Berikutnya sang penguasa ketika menjadi pemimpin politik, dirinya seutuhnya menjadi
milik rakyat, ia tidak boleh memiliki orientasi politik untuk kepentingan pribadi, ketika
menjadi penguasa sebenarnya kontrak politik sudah terjadi antara dirinya dengan rakyat.
Artinya sang penguasa mutlak harus merealisasikan apa menjadi keinginan dari para
pemilihnya, tidak boleh mengecewakan apalagi melanggar kesepakatan bersama.
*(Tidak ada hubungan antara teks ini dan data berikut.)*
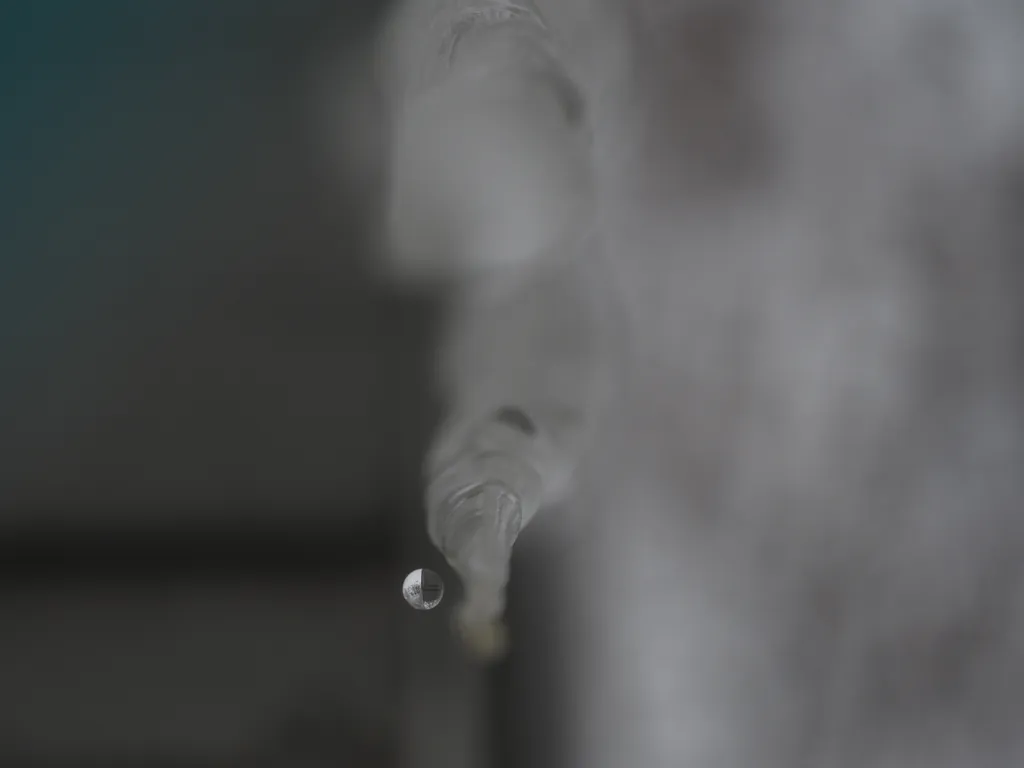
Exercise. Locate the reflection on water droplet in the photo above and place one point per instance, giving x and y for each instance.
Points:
(423, 589)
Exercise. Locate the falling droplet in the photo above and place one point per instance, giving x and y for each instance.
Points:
(423, 589)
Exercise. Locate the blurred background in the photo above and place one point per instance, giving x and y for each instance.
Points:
(211, 414)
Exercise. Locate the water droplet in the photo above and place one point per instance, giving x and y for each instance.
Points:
(423, 589)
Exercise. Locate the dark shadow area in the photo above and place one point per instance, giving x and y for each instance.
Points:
(211, 413)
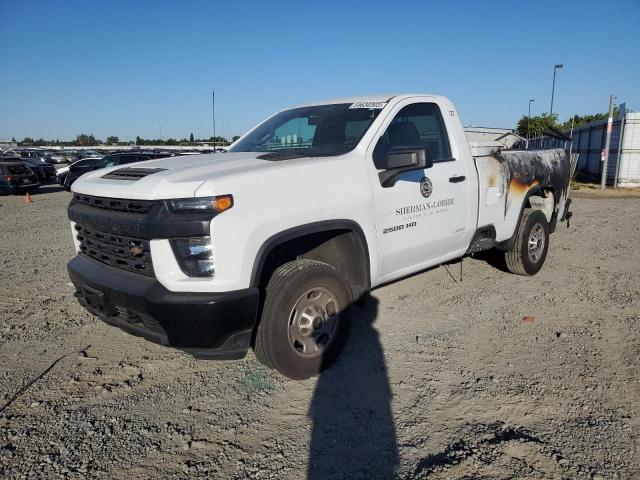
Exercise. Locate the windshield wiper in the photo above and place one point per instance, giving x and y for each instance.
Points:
(284, 154)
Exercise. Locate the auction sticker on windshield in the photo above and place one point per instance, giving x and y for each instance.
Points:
(368, 105)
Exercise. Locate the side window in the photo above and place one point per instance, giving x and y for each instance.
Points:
(416, 125)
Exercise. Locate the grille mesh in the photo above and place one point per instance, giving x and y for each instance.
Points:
(115, 204)
(127, 253)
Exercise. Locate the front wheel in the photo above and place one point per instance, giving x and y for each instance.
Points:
(529, 251)
(305, 319)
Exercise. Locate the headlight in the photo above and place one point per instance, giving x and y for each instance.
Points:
(202, 204)
(194, 255)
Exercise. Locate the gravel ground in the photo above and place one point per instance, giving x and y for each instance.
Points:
(494, 376)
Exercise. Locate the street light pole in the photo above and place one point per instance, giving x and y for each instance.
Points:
(553, 85)
(213, 114)
(531, 100)
(605, 152)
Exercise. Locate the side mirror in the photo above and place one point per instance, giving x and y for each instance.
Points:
(404, 159)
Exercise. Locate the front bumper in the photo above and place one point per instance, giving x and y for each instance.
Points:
(206, 325)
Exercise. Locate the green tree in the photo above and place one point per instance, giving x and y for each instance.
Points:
(584, 119)
(536, 125)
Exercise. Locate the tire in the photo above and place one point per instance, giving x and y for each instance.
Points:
(522, 260)
(296, 317)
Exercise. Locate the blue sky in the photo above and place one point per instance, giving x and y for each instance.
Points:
(127, 68)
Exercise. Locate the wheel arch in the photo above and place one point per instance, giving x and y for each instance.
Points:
(341, 243)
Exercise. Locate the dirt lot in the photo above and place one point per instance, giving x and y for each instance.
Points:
(496, 376)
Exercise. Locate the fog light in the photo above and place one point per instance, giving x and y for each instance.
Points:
(194, 255)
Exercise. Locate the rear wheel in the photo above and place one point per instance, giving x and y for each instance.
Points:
(529, 251)
(305, 319)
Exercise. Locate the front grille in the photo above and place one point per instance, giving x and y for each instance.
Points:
(116, 204)
(127, 253)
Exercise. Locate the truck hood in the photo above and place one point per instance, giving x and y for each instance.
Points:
(175, 177)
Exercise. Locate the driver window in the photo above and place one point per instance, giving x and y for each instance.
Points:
(416, 125)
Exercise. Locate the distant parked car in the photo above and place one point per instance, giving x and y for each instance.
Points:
(43, 170)
(76, 171)
(62, 172)
(55, 157)
(15, 177)
(32, 154)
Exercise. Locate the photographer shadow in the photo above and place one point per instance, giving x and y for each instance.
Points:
(353, 434)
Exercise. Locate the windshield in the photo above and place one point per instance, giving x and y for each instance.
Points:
(315, 131)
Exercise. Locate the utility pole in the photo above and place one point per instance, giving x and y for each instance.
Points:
(529, 117)
(605, 152)
(553, 85)
(213, 114)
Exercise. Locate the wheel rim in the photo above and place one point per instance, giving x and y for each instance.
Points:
(536, 243)
(313, 322)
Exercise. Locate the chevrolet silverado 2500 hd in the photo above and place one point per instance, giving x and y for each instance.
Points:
(268, 245)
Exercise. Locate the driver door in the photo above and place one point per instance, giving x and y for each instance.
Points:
(421, 218)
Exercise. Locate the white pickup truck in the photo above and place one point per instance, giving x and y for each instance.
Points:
(270, 244)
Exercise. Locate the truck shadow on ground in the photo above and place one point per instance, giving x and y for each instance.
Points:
(353, 434)
(493, 257)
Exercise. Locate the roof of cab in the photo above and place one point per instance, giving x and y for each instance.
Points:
(365, 98)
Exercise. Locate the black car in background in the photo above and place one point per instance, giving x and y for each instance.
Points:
(16, 177)
(76, 170)
(43, 170)
(85, 162)
(34, 155)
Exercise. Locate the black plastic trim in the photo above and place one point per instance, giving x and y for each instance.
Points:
(159, 222)
(207, 325)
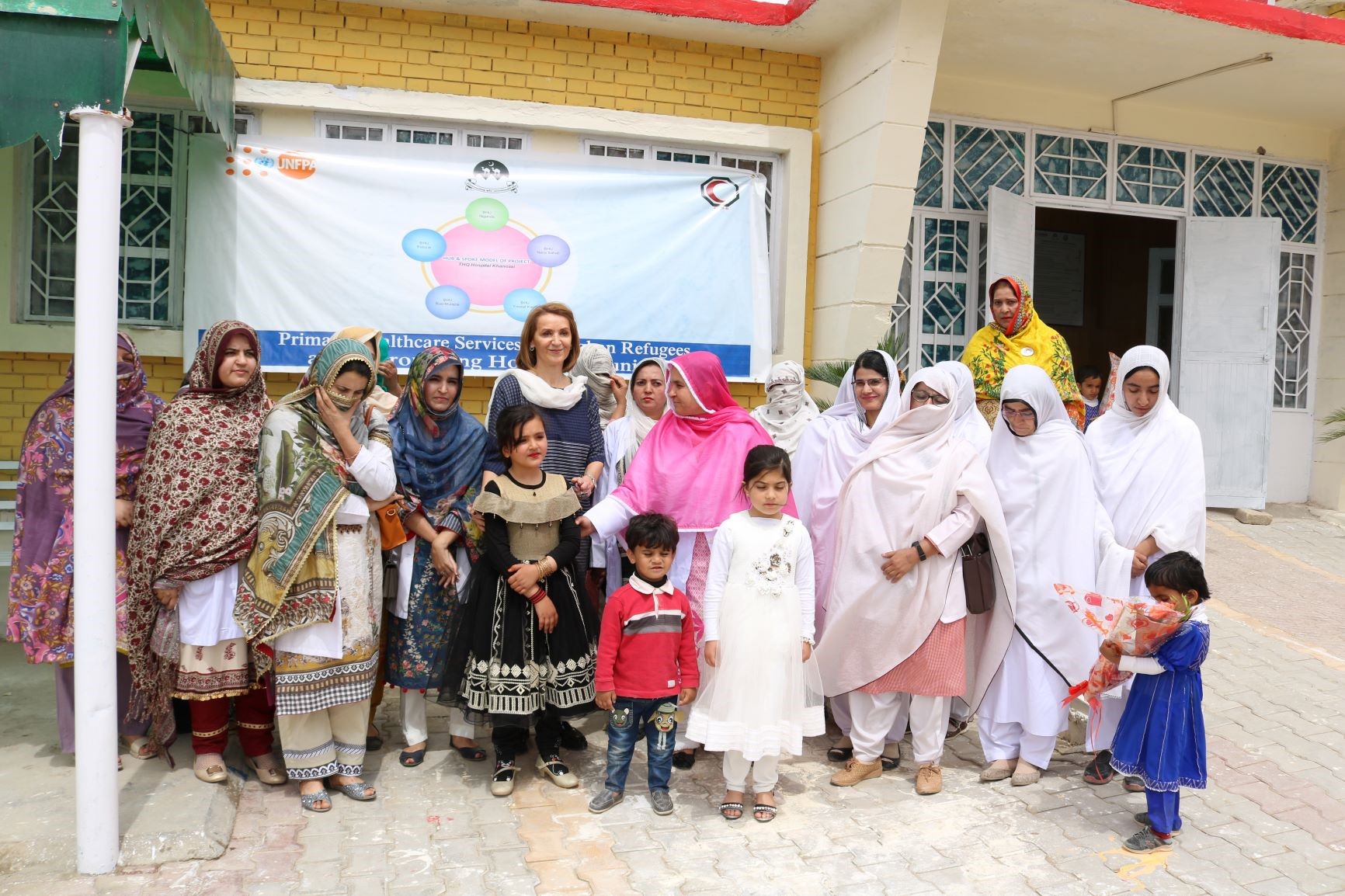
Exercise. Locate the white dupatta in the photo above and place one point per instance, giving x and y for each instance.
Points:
(874, 624)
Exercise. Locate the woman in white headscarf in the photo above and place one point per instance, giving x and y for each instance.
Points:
(898, 618)
(867, 402)
(595, 362)
(788, 408)
(1149, 470)
(968, 422)
(646, 400)
(1058, 534)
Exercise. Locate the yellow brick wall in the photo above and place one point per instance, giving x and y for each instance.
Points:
(354, 43)
(26, 378)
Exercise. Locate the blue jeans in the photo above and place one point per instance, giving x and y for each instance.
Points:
(631, 719)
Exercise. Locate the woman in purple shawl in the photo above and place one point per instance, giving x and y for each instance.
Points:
(40, 609)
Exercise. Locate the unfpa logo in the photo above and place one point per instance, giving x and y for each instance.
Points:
(257, 161)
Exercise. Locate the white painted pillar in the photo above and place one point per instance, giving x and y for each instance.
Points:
(97, 248)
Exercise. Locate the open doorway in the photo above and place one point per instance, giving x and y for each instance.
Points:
(1104, 282)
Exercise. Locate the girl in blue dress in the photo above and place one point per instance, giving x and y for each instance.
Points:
(1161, 736)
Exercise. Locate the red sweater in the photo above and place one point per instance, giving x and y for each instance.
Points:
(647, 648)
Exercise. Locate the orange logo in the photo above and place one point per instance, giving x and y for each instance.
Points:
(294, 165)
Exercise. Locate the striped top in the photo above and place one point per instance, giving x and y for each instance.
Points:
(573, 436)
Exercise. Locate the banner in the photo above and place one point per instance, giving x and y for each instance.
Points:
(439, 245)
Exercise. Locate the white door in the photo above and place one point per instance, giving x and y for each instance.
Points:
(1225, 338)
(1013, 238)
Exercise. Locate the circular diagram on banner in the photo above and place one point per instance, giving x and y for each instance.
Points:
(485, 262)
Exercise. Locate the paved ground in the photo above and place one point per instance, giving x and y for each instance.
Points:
(1271, 822)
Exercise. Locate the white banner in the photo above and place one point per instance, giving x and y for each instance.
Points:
(454, 246)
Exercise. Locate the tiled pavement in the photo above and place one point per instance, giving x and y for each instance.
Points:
(1271, 822)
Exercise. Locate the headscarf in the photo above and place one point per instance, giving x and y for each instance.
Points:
(1056, 528)
(378, 398)
(639, 422)
(595, 363)
(873, 624)
(968, 422)
(788, 408)
(829, 450)
(439, 457)
(196, 503)
(290, 580)
(1028, 341)
(692, 467)
(1150, 471)
(42, 568)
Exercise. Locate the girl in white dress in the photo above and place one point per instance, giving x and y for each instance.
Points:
(763, 696)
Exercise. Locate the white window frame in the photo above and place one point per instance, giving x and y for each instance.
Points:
(22, 277)
(459, 130)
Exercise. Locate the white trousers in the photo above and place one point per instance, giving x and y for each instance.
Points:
(1008, 740)
(416, 723)
(841, 714)
(874, 714)
(764, 773)
(1107, 723)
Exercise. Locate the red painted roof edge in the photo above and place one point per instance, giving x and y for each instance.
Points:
(1258, 16)
(740, 11)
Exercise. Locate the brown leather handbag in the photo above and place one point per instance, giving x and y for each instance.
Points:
(978, 574)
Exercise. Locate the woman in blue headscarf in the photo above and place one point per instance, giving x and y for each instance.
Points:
(439, 451)
(311, 594)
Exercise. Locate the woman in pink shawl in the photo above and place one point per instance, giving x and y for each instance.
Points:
(898, 618)
(689, 467)
(40, 599)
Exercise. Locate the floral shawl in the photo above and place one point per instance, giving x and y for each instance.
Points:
(196, 508)
(993, 350)
(42, 574)
(290, 580)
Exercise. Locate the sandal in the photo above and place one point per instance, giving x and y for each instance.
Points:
(310, 800)
(358, 790)
(1099, 771)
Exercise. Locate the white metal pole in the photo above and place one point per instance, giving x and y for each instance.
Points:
(97, 248)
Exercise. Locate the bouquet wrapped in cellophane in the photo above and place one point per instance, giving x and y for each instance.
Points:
(1137, 626)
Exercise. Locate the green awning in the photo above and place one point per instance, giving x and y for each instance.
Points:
(61, 54)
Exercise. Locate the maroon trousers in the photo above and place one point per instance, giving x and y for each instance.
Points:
(210, 723)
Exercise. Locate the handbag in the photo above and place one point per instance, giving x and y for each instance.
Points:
(978, 575)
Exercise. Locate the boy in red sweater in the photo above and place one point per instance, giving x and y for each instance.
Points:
(646, 664)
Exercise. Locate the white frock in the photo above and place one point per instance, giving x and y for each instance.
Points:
(762, 700)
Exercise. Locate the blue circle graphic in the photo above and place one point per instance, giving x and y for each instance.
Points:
(424, 244)
(448, 301)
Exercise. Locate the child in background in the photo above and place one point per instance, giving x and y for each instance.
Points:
(523, 649)
(1161, 736)
(763, 696)
(1090, 387)
(646, 664)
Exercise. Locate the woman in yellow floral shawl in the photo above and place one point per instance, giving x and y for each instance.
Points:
(1016, 335)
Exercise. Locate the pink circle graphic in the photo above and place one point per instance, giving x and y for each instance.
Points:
(486, 264)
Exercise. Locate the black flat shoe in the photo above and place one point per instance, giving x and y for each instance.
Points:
(572, 738)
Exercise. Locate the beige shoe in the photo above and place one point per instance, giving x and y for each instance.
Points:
(210, 769)
(268, 771)
(1025, 774)
(928, 780)
(856, 771)
(997, 769)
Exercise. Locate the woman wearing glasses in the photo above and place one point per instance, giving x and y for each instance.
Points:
(1058, 534)
(898, 619)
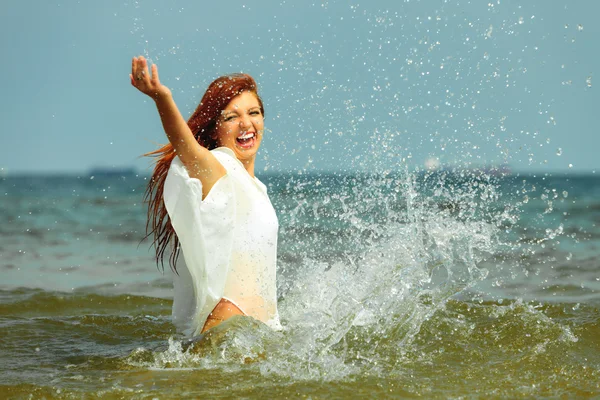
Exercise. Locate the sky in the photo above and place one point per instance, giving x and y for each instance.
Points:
(348, 85)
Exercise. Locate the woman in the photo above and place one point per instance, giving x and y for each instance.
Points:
(204, 198)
Dari narasi singkat pemikiran politik Plato kita bisa menarik kesimpulan, konsep filsafat
politiknya mengenai kepemimpinan politik memiliki nilai moralitas politik baik, masih bisa
kita pelajari, kaji, dan dipraksisikan dalam kehidupan politik modern.

DAFTAR PUSTAKA
1. J.H. Rapar. 2002. Filsafat Politik Plato, Aristoteles, Augustinus, Machiavelli
(Jakarta : Rajawali Press).
2. Lavine,T.Z. 2003. Plato Kebajikan Adalah Pengetahuan. (Yogyakarta : Penerbit
Jendela).
3. Suhelmi, Ahmad. 2007. Pemikiran Politik Barat. (Jakarta : Gramedia Pustaka
Utama).
4. Sanjaya, Martin, 2016. Sejarah Pemikiran Politik Klasik Dari Prasejarah Hingga
Abad Ke-4 M. (Tangerang : Marjin Kiri).